Bio.HMM.MarkovModel module

Deal with representations of Markov Models.

class Bio.HMM.MarkovModel.MarkovModelBuilder(state_alphabet, emission_alphabet)

Bases: object

Interface to build up a Markov Model.

This class is designed to try to separate the task of specifying the Markov Model from the actual model itself. This is in hopes of making the actual Markov Model classes smaller.

So, this builder class should be used to create Markov models instead of trying to initiate a Markov Model directly.

DEFAULT_PSEUDO = 1
__init__(self, state_alphabet, emission_alphabet)

Initialize a builder to create Markov Models.

Arguments:
  • state_alphabet – An iterable (e.g., tuple or list) containing all of the letters that can appear in the states

  • emission_alphabet – An iterable (e.g., tuple or list) containing all of the letters for states that can be emitted by the HMM.

get_markov_model(self)

Return the markov model corresponding with the current parameters.

Each markov model returned by a call to this function is unique (ie. they don’t influence each other).

set_initial_probabilities(self, initial_prob)

Set initial state probabilities.

initial_prob is a dictionary mapping states to probabilities. Suppose, for example, that the state alphabet is (‘A’, ‘B’).

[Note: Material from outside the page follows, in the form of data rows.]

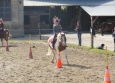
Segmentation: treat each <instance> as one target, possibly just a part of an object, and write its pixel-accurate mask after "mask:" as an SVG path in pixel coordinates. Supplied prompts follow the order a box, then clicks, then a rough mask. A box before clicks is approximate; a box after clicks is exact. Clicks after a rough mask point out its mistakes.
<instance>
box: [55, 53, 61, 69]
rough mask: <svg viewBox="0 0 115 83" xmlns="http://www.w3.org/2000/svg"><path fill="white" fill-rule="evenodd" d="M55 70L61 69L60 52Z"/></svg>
mask: <svg viewBox="0 0 115 83" xmlns="http://www.w3.org/2000/svg"><path fill="white" fill-rule="evenodd" d="M56 68H62V62H61V57H60V52H59V53H58V60H57V64H56Z"/></svg>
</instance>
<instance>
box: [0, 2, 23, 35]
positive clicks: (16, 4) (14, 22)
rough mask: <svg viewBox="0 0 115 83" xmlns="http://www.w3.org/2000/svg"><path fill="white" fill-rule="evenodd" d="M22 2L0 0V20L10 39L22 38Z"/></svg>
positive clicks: (22, 10) (22, 6)
mask: <svg viewBox="0 0 115 83" xmlns="http://www.w3.org/2000/svg"><path fill="white" fill-rule="evenodd" d="M23 12H24V10H23V0H0V18H2V19H3V21H4V25H5V28H8V29H9V30H10V33H11V35H12V37H23V36H24V26H23V25H24V19H23V16H24V13H23Z"/></svg>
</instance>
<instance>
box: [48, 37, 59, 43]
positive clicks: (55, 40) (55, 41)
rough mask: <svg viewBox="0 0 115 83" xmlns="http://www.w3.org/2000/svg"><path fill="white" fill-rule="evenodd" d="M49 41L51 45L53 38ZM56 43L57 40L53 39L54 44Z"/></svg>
mask: <svg viewBox="0 0 115 83" xmlns="http://www.w3.org/2000/svg"><path fill="white" fill-rule="evenodd" d="M49 41H50V43H52V42H53V38H51V39H50V40H49ZM56 41H57V39H54V44H55V43H56Z"/></svg>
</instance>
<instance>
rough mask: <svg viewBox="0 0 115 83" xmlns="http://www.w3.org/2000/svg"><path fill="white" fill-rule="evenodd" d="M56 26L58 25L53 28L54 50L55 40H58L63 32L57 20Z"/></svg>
mask: <svg viewBox="0 0 115 83" xmlns="http://www.w3.org/2000/svg"><path fill="white" fill-rule="evenodd" d="M55 24H56V25H55V26H54V27H53V29H54V38H53V42H52V47H53V49H54V43H55V39H56V37H57V35H58V33H60V32H61V27H60V26H59V21H58V20H56V21H55Z"/></svg>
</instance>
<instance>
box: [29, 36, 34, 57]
mask: <svg viewBox="0 0 115 83" xmlns="http://www.w3.org/2000/svg"><path fill="white" fill-rule="evenodd" d="M29 45H30V52H29V58H30V59H33V55H32V49H31V34H29Z"/></svg>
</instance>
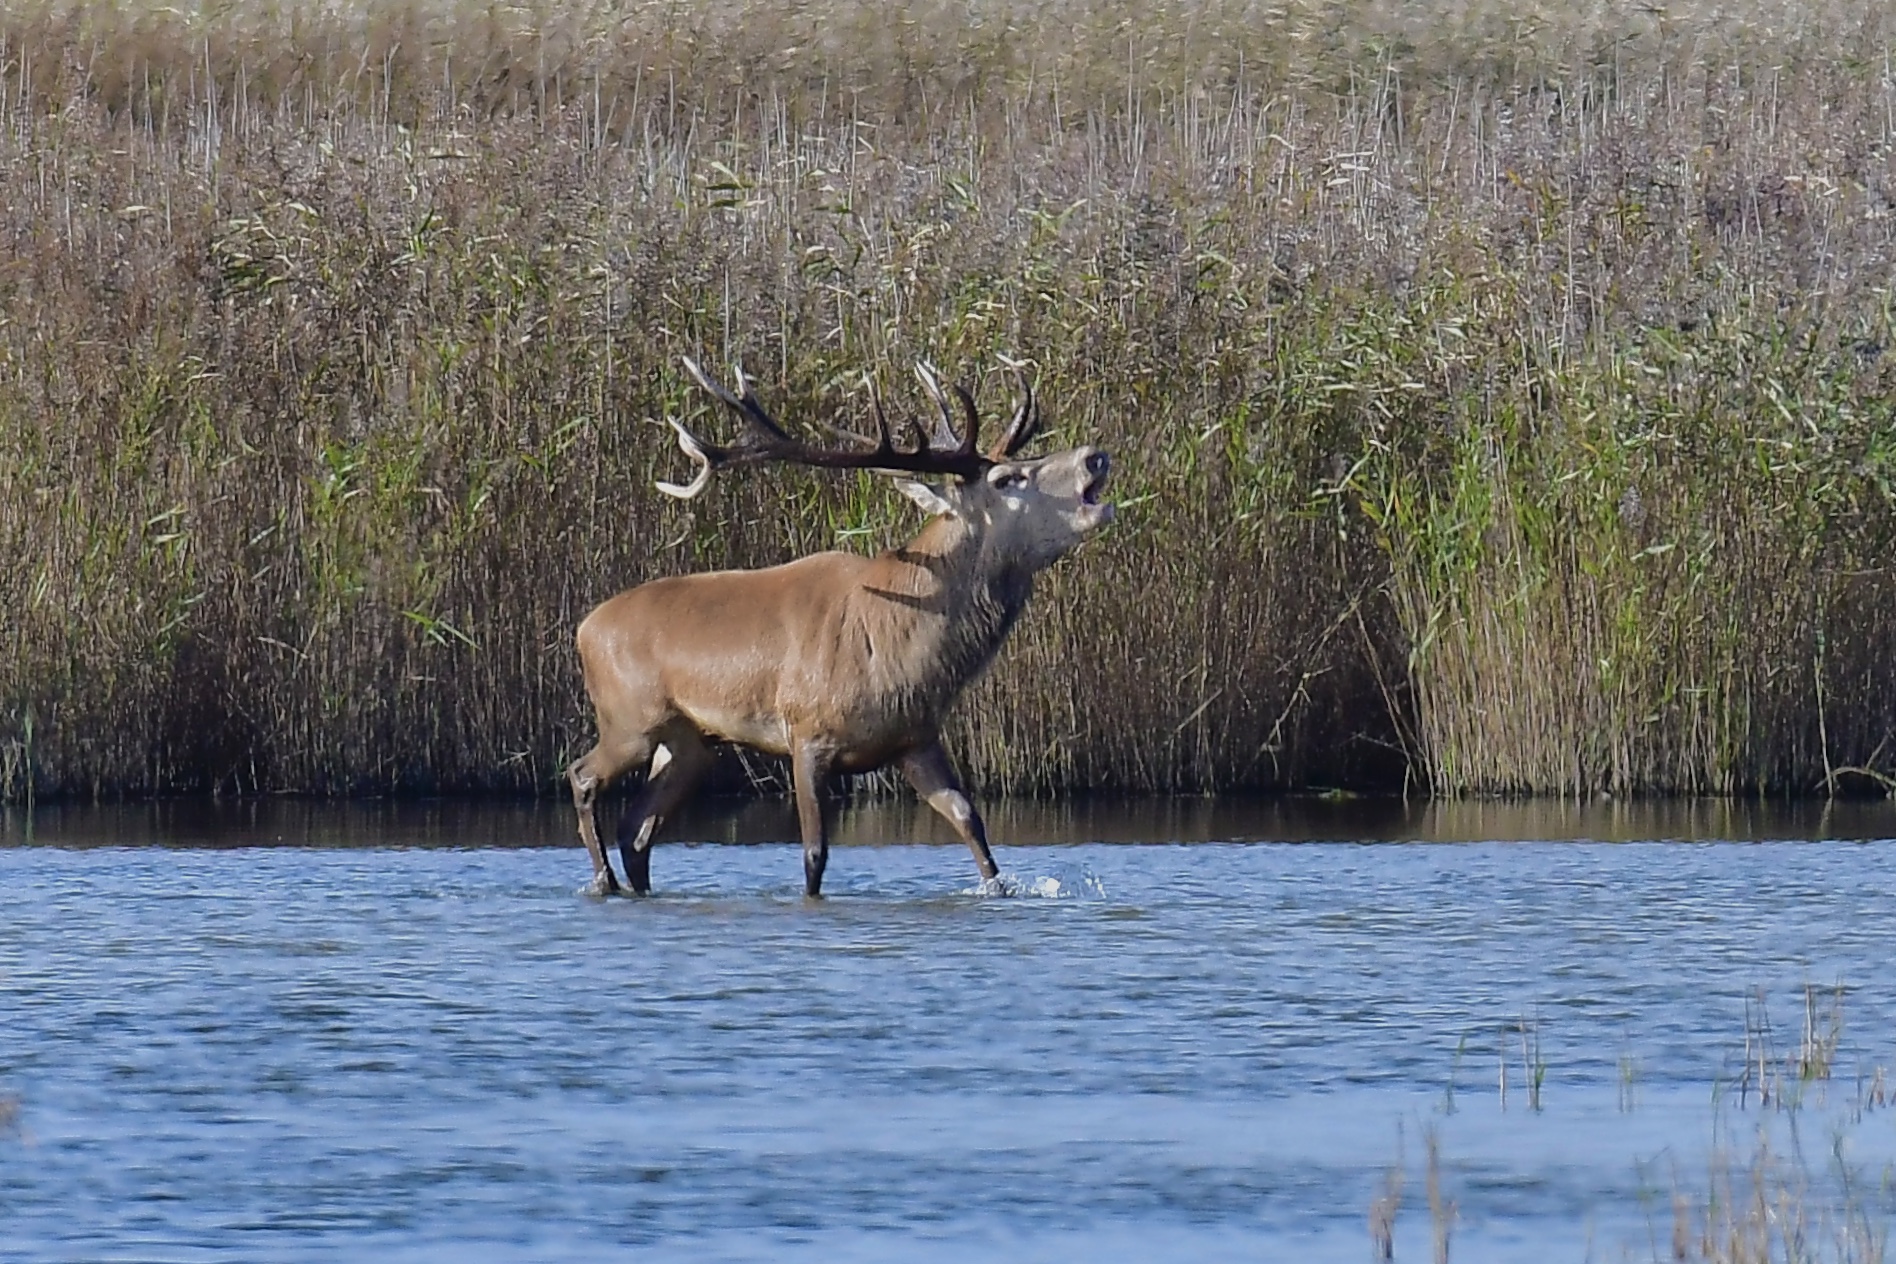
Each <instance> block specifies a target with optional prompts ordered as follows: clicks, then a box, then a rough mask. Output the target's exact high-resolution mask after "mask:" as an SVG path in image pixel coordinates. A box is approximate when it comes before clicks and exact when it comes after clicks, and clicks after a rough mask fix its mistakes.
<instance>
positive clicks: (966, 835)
mask: <svg viewBox="0 0 1896 1264" xmlns="http://www.w3.org/2000/svg"><path fill="white" fill-rule="evenodd" d="M901 767H902V777H908V785H912V786H914V788H916V794H920V796H921V802H923V804H927V805H929V807H933V809H935V811H939V813H940V815H942V817H944V819H946V821H948V824H952V826H954V832H956V834H959V836H961V841H963V843H967V849H969V851H973V853H975V868H978V870H980V879H982V881H994V879H995V877H999V876H1001V870H999V866H995V862H994V853H992V851H988V828H986V826H984V824H982V822H980V813H978V811H975V804H973V802H969V798H967V792H965V790H961V783H959V781H957V779H956V775H954V764H950V762H948V752H946V750H942V747H940V743H939V741H931V743H929V745H925V747H918V749H916V750H910V752H908V754H904V756H902V762H901Z"/></svg>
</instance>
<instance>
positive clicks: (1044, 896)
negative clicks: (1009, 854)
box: [961, 868, 1105, 900]
mask: <svg viewBox="0 0 1896 1264" xmlns="http://www.w3.org/2000/svg"><path fill="white" fill-rule="evenodd" d="M961 894H976V896H988V898H997V896H1009V898H1022V900H1103V898H1105V883H1102V881H1100V876H1098V874H1094V872H1092V870H1086V868H1083V870H1081V872H1079V874H1069V876H1066V877H1060V876H1054V874H1039V876H1033V877H1016V876H1014V874H999V876H995V877H988V879H986V881H982V883H980V885H975V887H969V889H967V891H963V893H961Z"/></svg>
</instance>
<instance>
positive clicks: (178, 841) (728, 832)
mask: <svg viewBox="0 0 1896 1264" xmlns="http://www.w3.org/2000/svg"><path fill="white" fill-rule="evenodd" d="M616 807H618V805H616V804H609V805H607V811H605V813H603V815H601V824H605V826H607V828H609V826H611V821H612V819H614V813H616ZM984 813H986V819H988V832H990V836H992V838H994V840H995V841H997V843H999V845H1031V843H1092V841H1105V843H1177V841H1185V843H1200V841H1378V843H1380V841H1431V843H1456V841H1526V840H1596V841H1646V840H1680V841H1701V840H1731V841H1752V840H1814V838H1832V840H1881V838H1896V804H1890V802H1888V800H1875V802H1833V804H1826V802H1820V800H1813V802H1796V804H1786V802H1756V800H1595V802H1587V804H1574V802H1560V800H1513V802H1447V804H1420V802H1413V804H1403V802H1401V800H1380V798H1348V800H1329V798H1306V796H1280V798H1242V796H1231V798H1117V796H1075V798H1062V800H994V802H990V804H986V805H984ZM665 836H667V838H677V840H692V841H720V843H755V841H791V840H794V838H796V817H794V811H793V807H791V802H789V800H787V798H762V800H705V802H700V804H696V805H694V807H692V809H690V811H686V813H684V817H683V819H681V821H679V822H677V824H675V826H673V828H669V830H667V832H665ZM912 841H929V843H952V841H954V836H952V834H950V832H948V826H946V824H942V822H940V821H937V819H935V815H933V813H929V811H927V809H923V807H920V805H918V804H914V802H906V800H893V802H865V804H851V805H848V807H844V809H842V811H840V815H838V822H836V843H838V845H844V847H848V845H885V843H912ZM23 845H42V847H123V845H161V847H578V840H576V836H574V828H573V809H571V807H569V805H567V804H563V802H521V800H480V798H465V800H457V798H436V800H368V802H332V800H284V798H273V800H167V802H154V804H131V805H42V807H36V809H32V811H30V813H28V811H27V809H25V807H0V847H23Z"/></svg>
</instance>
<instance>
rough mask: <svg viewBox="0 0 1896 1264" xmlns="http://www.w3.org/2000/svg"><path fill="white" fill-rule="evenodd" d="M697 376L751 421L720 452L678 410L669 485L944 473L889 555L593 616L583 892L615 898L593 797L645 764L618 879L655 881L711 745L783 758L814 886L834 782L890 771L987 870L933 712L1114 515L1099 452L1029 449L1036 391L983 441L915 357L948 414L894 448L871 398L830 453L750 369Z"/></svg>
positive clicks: (836, 558) (702, 772) (841, 558)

Call set_initial_prob({‘A’: 1}) to guarantee that the initial state will be ‘A’. Call set_initial_prob({‘A’: 0.5, ‘B’: 0.5}) to make each initial state equally probable.

This method must now be called in order to use the Markov model because the calculation of initial probabilities has changed incompatibly; the previous calculation was incorrect.

If initial probabilities are set for all states, then they should add up to 1. Otherwise the sum should be <= 1. The residual probability is divided up evenly between all the states for which the initial probability has not been set. For example, calling set_initial_prob({}) results in P(‘A’) = 0.5 and P(‘B’) = 0.5, for the above example.

set_equal_probabilities(self)

Reset all probabilities to be an average value.

Resets the values of all initial probabilities and all allowed transitions and all allowed emissions to be equal to 1 divided by the number of possible elements.

This is useful if you just want to initialize a Markov Model to starting values (ie. if you have no prior notions of what the probabilities should be – or if you are just feeling too lazy to calculate them :-).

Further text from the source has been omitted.